Conference looks to future of Army training
April 8, 2011
- Internet broadcast Apr. 12-13 to feature look at Army training today and tomorrow
- Military and civilian experts share their perspectives on the future of Army training
FORT SILL, Okla. -- Army leaders see a need to change the way Soldiers fight and how they learn to fight.
Gone are the days when generals send divisions into battle - today's battles require quick action and reaction of Soldiers and leaders at the lowest level.
The Fires Center of Excellence wants to fuel that change. To help spark discussion of what's needed to make the change, the center scheduled the Intellectual Warrior Conference Apr. 12-13 at Reimer Conference Center.
"The idea for the conference began with Maj. Gen. Halverson and several key leaders within the FCoE," said Dr. Casey Blaine, conference organizer and chief of the professional development division. "He saw the merit in providing the command structure with a venue to address topics on an educational front. To that end, the conference boasts a variety of specialized presenters who will impart very practical, 'rubber-meets-the-road' experience, conversation, and presentation to conference attendees. The conference is the springboard for a variety of ongoing professional development opportunities for leaders and educational staff alike."
The conference brings together a range of experts - with the keynote address by Dr.

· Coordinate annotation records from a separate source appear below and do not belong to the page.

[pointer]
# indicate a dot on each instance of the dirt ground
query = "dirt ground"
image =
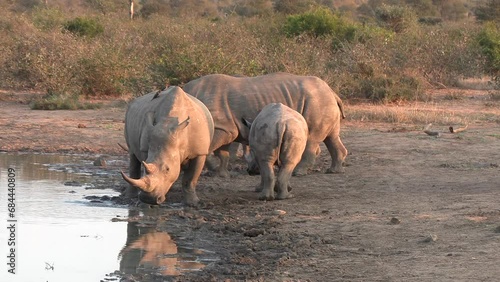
(410, 207)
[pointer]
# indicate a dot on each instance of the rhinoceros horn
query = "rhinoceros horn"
(150, 168)
(142, 183)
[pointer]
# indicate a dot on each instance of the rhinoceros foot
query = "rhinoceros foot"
(266, 196)
(191, 200)
(224, 173)
(338, 169)
(282, 196)
(299, 172)
(258, 188)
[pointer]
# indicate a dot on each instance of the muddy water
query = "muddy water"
(62, 236)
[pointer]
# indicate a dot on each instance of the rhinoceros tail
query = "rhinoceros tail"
(280, 130)
(341, 106)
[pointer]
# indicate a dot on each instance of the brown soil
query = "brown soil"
(410, 207)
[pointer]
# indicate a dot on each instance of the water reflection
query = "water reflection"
(150, 251)
(41, 166)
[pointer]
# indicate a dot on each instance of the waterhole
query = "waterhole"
(64, 234)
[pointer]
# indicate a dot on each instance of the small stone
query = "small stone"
(279, 212)
(430, 238)
(100, 161)
(395, 221)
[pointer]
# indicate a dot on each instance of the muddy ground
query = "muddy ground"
(410, 207)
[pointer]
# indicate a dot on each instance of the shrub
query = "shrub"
(320, 22)
(396, 18)
(489, 40)
(84, 27)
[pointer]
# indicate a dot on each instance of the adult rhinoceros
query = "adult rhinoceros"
(230, 99)
(165, 130)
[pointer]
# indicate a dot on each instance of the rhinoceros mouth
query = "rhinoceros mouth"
(142, 183)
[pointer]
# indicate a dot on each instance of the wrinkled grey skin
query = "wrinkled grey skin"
(230, 99)
(164, 131)
(278, 135)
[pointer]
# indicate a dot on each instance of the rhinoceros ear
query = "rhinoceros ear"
(150, 118)
(183, 124)
(246, 122)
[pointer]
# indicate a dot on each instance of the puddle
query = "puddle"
(62, 236)
(149, 251)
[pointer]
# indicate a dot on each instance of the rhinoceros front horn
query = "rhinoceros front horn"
(150, 168)
(142, 183)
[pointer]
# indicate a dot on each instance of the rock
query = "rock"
(430, 238)
(279, 212)
(100, 161)
(395, 221)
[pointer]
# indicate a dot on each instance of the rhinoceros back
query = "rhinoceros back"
(230, 99)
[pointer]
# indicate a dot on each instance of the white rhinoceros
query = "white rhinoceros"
(278, 135)
(165, 130)
(230, 99)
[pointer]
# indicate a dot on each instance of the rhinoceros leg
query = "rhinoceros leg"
(220, 147)
(338, 152)
(134, 172)
(284, 175)
(267, 180)
(223, 154)
(308, 159)
(190, 179)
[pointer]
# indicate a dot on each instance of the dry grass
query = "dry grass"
(423, 113)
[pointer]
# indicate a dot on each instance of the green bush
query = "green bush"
(396, 18)
(84, 27)
(489, 40)
(320, 22)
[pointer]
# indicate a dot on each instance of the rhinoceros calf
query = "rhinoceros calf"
(277, 135)
(230, 99)
(165, 130)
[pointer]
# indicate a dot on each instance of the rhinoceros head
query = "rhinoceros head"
(163, 165)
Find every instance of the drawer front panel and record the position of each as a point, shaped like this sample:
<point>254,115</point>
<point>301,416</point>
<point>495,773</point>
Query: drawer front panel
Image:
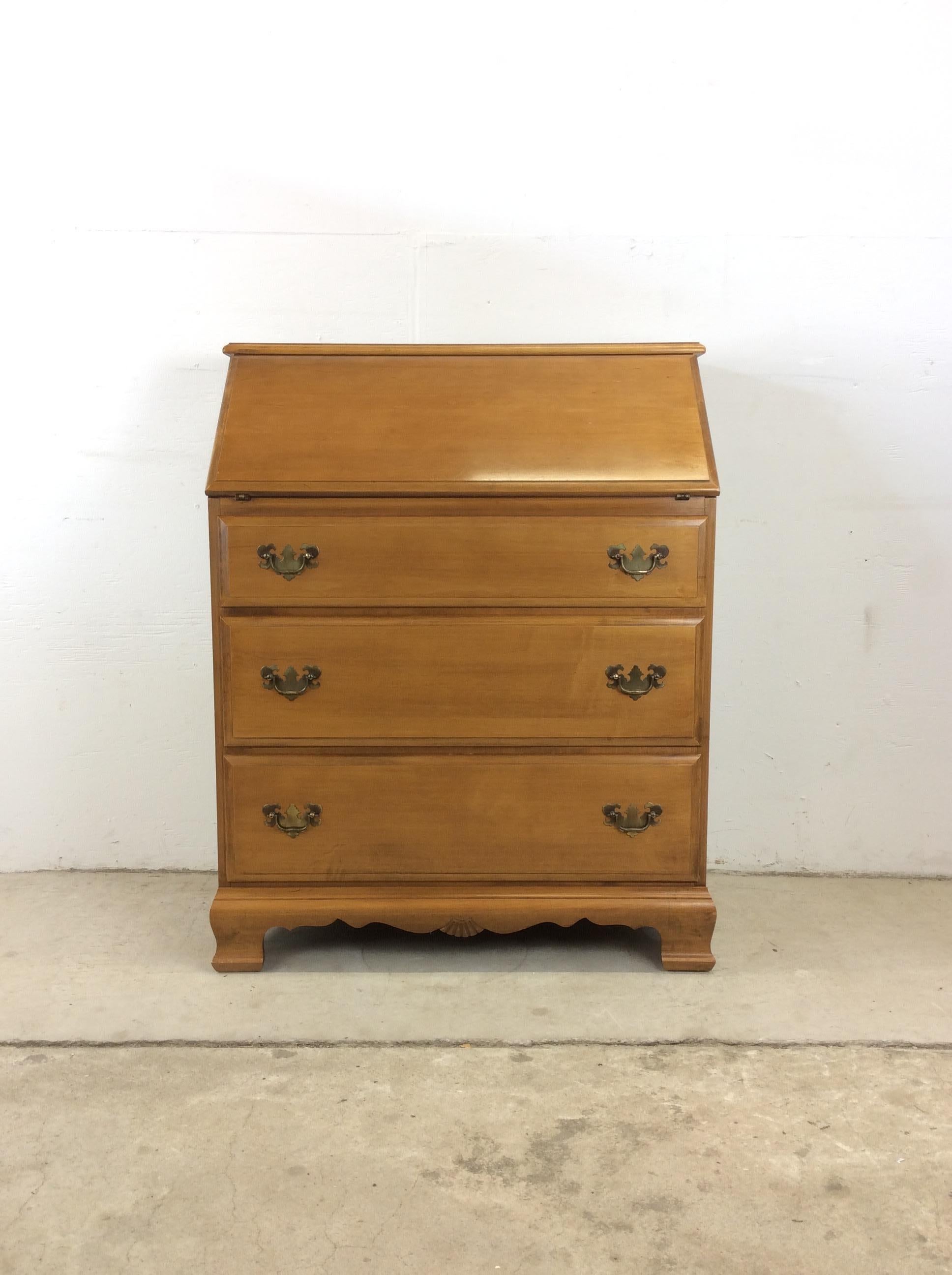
<point>481,818</point>
<point>454,558</point>
<point>473,679</point>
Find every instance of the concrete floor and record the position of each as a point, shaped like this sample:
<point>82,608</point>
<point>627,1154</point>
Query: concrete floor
<point>121,1153</point>
<point>120,957</point>
<point>564,1159</point>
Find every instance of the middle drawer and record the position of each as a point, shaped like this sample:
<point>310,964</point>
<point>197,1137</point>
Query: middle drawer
<point>473,679</point>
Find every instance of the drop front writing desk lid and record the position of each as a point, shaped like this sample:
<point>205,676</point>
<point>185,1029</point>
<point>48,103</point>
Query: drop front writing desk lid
<point>463,420</point>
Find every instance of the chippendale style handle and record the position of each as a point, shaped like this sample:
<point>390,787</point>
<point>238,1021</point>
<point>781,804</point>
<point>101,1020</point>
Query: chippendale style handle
<point>638,564</point>
<point>291,685</point>
<point>631,823</point>
<point>287,564</point>
<point>636,684</point>
<point>292,821</point>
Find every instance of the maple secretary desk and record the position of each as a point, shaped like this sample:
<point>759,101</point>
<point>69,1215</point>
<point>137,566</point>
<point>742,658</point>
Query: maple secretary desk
<point>462,606</point>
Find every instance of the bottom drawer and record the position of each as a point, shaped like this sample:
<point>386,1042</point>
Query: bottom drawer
<point>476,818</point>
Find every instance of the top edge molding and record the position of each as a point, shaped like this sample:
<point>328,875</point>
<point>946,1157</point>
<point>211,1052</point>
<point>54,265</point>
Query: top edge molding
<point>684,348</point>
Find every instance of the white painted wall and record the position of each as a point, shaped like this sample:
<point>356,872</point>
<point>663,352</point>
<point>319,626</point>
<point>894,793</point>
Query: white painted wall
<point>770,180</point>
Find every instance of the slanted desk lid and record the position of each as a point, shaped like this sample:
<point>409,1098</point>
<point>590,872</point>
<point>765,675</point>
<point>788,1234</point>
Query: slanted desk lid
<point>383,420</point>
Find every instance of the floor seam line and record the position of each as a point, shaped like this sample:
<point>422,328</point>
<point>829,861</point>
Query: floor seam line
<point>486,1043</point>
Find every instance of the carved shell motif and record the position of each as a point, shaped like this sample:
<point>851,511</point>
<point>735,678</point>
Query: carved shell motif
<point>462,927</point>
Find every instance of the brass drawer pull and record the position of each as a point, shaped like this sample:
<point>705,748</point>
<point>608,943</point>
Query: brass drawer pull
<point>631,823</point>
<point>636,684</point>
<point>290,685</point>
<point>287,564</point>
<point>292,821</point>
<point>638,564</point>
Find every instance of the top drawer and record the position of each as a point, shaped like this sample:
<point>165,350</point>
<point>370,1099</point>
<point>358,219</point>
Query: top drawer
<point>464,552</point>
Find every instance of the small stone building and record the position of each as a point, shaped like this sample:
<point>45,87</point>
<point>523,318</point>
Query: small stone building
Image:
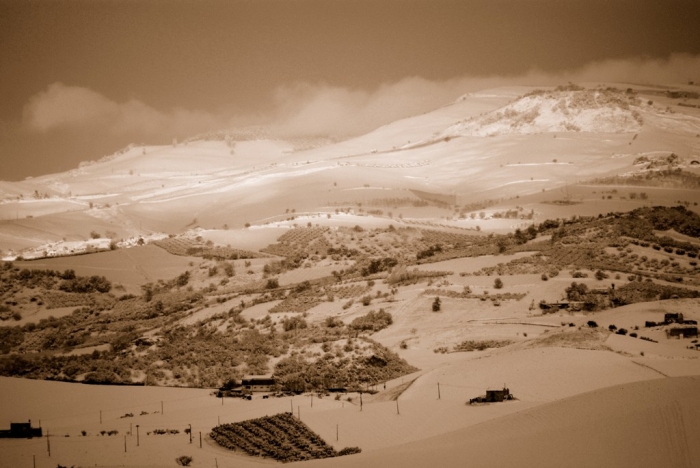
<point>682,332</point>
<point>21,431</point>
<point>671,317</point>
<point>259,384</point>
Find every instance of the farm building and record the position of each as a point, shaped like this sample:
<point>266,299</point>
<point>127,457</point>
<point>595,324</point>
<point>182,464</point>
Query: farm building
<point>493,396</point>
<point>21,431</point>
<point>259,384</point>
<point>673,318</point>
<point>682,332</point>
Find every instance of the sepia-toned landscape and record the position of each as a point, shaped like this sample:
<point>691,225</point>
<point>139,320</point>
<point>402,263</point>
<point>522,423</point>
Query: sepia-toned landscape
<point>508,279</point>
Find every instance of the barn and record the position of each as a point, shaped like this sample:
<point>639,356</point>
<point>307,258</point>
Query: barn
<point>259,383</point>
<point>21,431</point>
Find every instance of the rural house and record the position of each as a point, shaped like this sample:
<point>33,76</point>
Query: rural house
<point>21,431</point>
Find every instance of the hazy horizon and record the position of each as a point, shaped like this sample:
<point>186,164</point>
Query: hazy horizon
<point>81,79</point>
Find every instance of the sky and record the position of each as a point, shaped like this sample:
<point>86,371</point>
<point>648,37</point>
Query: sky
<point>82,79</point>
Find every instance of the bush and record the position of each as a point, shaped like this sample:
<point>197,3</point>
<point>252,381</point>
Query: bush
<point>184,460</point>
<point>349,451</point>
<point>374,321</point>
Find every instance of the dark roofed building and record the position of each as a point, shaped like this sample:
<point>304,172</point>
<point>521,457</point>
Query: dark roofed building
<point>21,431</point>
<point>259,383</point>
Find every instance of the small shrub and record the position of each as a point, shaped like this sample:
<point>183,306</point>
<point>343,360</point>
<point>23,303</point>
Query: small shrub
<point>184,460</point>
<point>349,451</point>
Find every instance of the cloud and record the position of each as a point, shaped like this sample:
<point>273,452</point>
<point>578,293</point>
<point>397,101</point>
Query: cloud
<point>304,109</point>
<point>62,107</point>
<point>322,109</point>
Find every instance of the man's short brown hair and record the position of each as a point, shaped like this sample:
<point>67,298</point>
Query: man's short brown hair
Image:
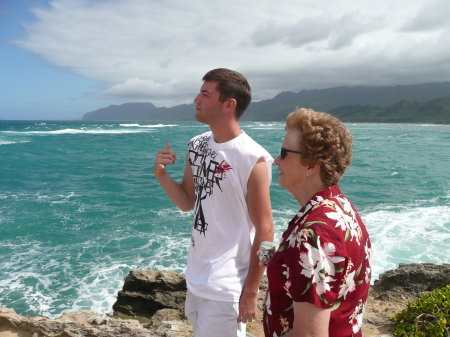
<point>231,84</point>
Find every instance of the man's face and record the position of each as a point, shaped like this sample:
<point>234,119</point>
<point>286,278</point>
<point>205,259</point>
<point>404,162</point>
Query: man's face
<point>208,107</point>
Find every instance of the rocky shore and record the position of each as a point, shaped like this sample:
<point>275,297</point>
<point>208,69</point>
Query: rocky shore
<point>151,304</point>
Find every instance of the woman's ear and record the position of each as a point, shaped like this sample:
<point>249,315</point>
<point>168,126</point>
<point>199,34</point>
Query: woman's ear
<point>313,169</point>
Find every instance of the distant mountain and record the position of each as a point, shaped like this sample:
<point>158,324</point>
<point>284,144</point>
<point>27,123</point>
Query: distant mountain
<point>435,111</point>
<point>354,101</point>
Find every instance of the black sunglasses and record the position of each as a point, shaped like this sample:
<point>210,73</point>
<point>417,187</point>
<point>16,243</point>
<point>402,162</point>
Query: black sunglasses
<point>284,151</point>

Tony Wagner, Harvard-educated in education, author and founder and co-director of the Change Leadership Group at the Harvard Graduate School of Education.
Because a change in training Solders and their young leaders will affect the entire Army, Army leaders will also present their side of the training coin. Speakers will include Lt. Col. Randal Wickman, commander of a basic combat training battalion, Jack Silvers from the Army Reconnaissance Course and many other professional Army educators.
Blaine hopes the conference will bring creative spark and synergy to an issue that has troubled those within and without the Army for years - Army training.
"For years, veterans and retirees have seen liberal changes in basic combat training and held their breath, expecting the Army to implode," Blaine said. "It has not happened. We now stand at a crossroads with a chance to move forward and give our platoon leaders, company commanders and sergeants tools they can use to win battles or we can choose to 'continue to march' with the education system of yesterday's Army.
"We hope this conference stimulates thought, debate and, if necessary, change."